Helping others, Self-Help, Workplace

Workplace Etiquette

Etiquette is a learned behavior

When I was in high school, I had a fleeting career goal to be the secretary for the President of the United States. Mind you, I had no political affiliation at the time, and I didn’t understand that the President did not have a “secretary” in the sense that I was familiar with.

I aced every office high school course I took. Straight As in Typing I, II, III and IV, Short-hand I and II,  and Office Practice I and II. I envisioned wearing a sleek and professional skirt with a matching blazer and a sharp white blouse with high heels to the office every day. I’d have a briefcase in hand, and my hair would be styled in a bob.

I imagined that my desk would be right outside a president of a big company in Milwaukee. Preferably an important lawyer or banker. My job would include typing memos, faxing documents, keeping logs and journals of financial transactions and getting the president coffee.

Whatever task I had to do, I knew that I would do it with honor and in a professional manner. At age 17, my career goals were simple. Mostly because I lived a complicated and messed up life when I was a teenager (you can read how in my book). Even so, I knew proper etiquette in the workplace meant something. Thankfully I learned this in my high school office coursework.

I never let go of the idea of being a professional in some office setting. It took me years to land in a profession that I enjoy; healthcare management. I dabbled in the insurance industry, a dental practice, and a desktop publishing firm. I’ve worn many hats over the years, and one thing that has followed me for each job is workplace etiquette.

Does Workplace Etiquette still exist?

I want to believe that professional etiquette still exists. At least I know it does for the majority of folks in my age group; Generation X. And it indeed lives in the Baby Boomer generation. The jury is still out for generations after that; Generations Y and Z.

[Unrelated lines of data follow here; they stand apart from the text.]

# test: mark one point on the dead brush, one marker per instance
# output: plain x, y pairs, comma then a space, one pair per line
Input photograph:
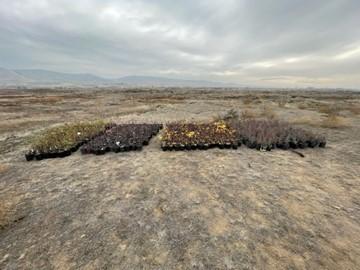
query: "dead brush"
269, 134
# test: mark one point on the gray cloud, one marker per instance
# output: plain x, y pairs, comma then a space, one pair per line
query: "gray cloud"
268, 43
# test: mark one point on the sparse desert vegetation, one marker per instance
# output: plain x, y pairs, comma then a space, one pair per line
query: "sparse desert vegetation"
214, 209
62, 140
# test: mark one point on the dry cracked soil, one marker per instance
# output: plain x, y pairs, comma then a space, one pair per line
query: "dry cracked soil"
215, 209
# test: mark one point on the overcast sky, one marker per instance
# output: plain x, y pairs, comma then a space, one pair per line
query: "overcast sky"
267, 43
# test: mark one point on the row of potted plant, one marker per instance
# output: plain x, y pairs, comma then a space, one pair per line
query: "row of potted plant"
61, 141
270, 134
191, 136
121, 138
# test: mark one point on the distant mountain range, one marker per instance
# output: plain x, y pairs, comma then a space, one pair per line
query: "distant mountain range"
38, 77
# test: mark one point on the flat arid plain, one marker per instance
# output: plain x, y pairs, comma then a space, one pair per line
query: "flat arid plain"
150, 209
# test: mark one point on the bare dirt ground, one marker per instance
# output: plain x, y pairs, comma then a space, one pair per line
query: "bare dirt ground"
216, 209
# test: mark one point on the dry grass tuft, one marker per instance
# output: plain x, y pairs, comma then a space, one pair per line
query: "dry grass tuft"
354, 109
329, 109
6, 211
3, 168
268, 112
283, 101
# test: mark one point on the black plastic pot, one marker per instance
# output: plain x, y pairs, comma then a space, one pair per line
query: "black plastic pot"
29, 156
322, 144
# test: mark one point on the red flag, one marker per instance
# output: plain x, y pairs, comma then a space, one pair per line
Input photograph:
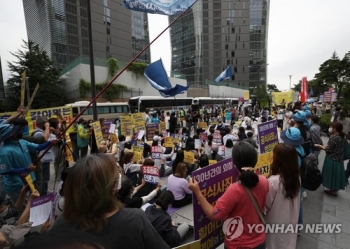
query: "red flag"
304, 90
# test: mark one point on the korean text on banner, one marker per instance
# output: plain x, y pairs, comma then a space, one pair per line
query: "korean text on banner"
162, 126
268, 136
98, 133
40, 209
150, 174
262, 167
126, 125
150, 131
213, 181
137, 117
32, 116
188, 157
156, 152
246, 95
168, 142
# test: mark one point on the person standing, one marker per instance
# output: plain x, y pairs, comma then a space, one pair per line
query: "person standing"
83, 136
283, 199
15, 159
333, 165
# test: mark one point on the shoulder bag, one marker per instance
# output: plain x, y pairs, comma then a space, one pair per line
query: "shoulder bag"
255, 204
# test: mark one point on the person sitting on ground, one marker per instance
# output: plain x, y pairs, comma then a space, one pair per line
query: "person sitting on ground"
161, 220
250, 140
178, 185
127, 191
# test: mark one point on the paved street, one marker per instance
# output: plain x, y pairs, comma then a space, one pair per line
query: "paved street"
318, 208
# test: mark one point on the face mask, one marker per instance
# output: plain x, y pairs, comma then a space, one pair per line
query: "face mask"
25, 130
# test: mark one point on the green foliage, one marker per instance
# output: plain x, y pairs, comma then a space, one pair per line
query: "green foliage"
39, 69
325, 120
138, 68
272, 88
113, 66
112, 92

Case in point. Back in the early 2000s, I had an open file clerk position I was interviewing for. On that day, I used a conference room because I had multiple candidates to interview. An HR assistant was handling escorting candidates to and from the conference room for me. So when there was time in-between one interview to the next, I went to the restroom.

Upon my return, there was a young lady in her early 20s leaning up against a phone table, talking on the phone (a company phone). When I entered the conference room, she motioned for me “hold-on.” I guess her phone call was more important than the interview and the job she hoped to get. She was also wearing jeans and flip-flops.

This experience was the first time I witnessed a sheer lack of workplace etiquette and was quite alarmed. I couldn’t understand how someone wanting a job could be so unprofessional. I turned around and didn’t return – the HR associate escorted her out of the building. Sadly, I’ve seen much of the same over the years.

Why does this bother me?

Lack of workplace etiquette bothers me because I firmly believe a person should respect their work environment (or prospective workplace). An employee shouldn’t treat going to a tavern the same way they do when they enter the building where their paycheck is earned. There must be a sense of pride. And with pride, respect.

I have a hard time accepting that “Nancy” is just that way when she constantly interrupts people. Or that “Tim” has a chip on his shoulder, and this is why he blames everyone else for mistakes made in the work he produces. Please don’t get me started with “Emily” who thinks wearing leggings and a long shirt is acceptable clothing, even on casual Fridays.

If people have not been taught proper etiquette in the workplace, it’s up to management to explain it and hold their employees responsible for adhering to this type of behavior. It’s not rocket science; it’s just common sense.

My short-list of workplace etiquette rules
  • Be courteous, be the last off the elevator instead of rushing off before everyone else
  • Say hello and smile when you walk by someone in the hallway. Do this even if you do not know the person.
  • When the paper is gone in the printer, copier or fax machine – put a new ream (or two) in the drawer.
  • Don’t take other people’s food or beverages from the community refrigerator. You know darn well what is or isn’t yours.
  • Wear appropriate clothing. This doesn’t include leggings, flip-flops, and blouses that reveal your undergarments (as if you weren’t wearing a blouse). This also does not include low-cut tops that embarrass others when they have to look at you and can’t help but notice your boobs, instead of what you are saying.
  • Cover your mouth when you cough. And not with your hand, but with a sleeve.
  • Don’t air your dirty laundry at work. “TMI” (too much information) is a real thing.
  • Knock before entering an office.
  • Keep your promises. If you tell a co-worker or your boss that you will have a report done by such and such a date, get it done by that time.
  • Don’t gossip about other people. If you don’t have anything nice to say, don’t say anything at all.

All of the above rules primarily come down to common sense and the Golden Rule. The rules do not prohibit you from enjoying your job. Rather, they give you a respectable platform and a good reputation. If you want to be taken seriously in the business world, you need to exhibit professional etiquette.

It doesn’t matter where you earn your paycheck; proper etiquette is always welcome wherever you serve and are served. Don’t follow others who lack proper etiquette. Follow those that do. Your success will thank you.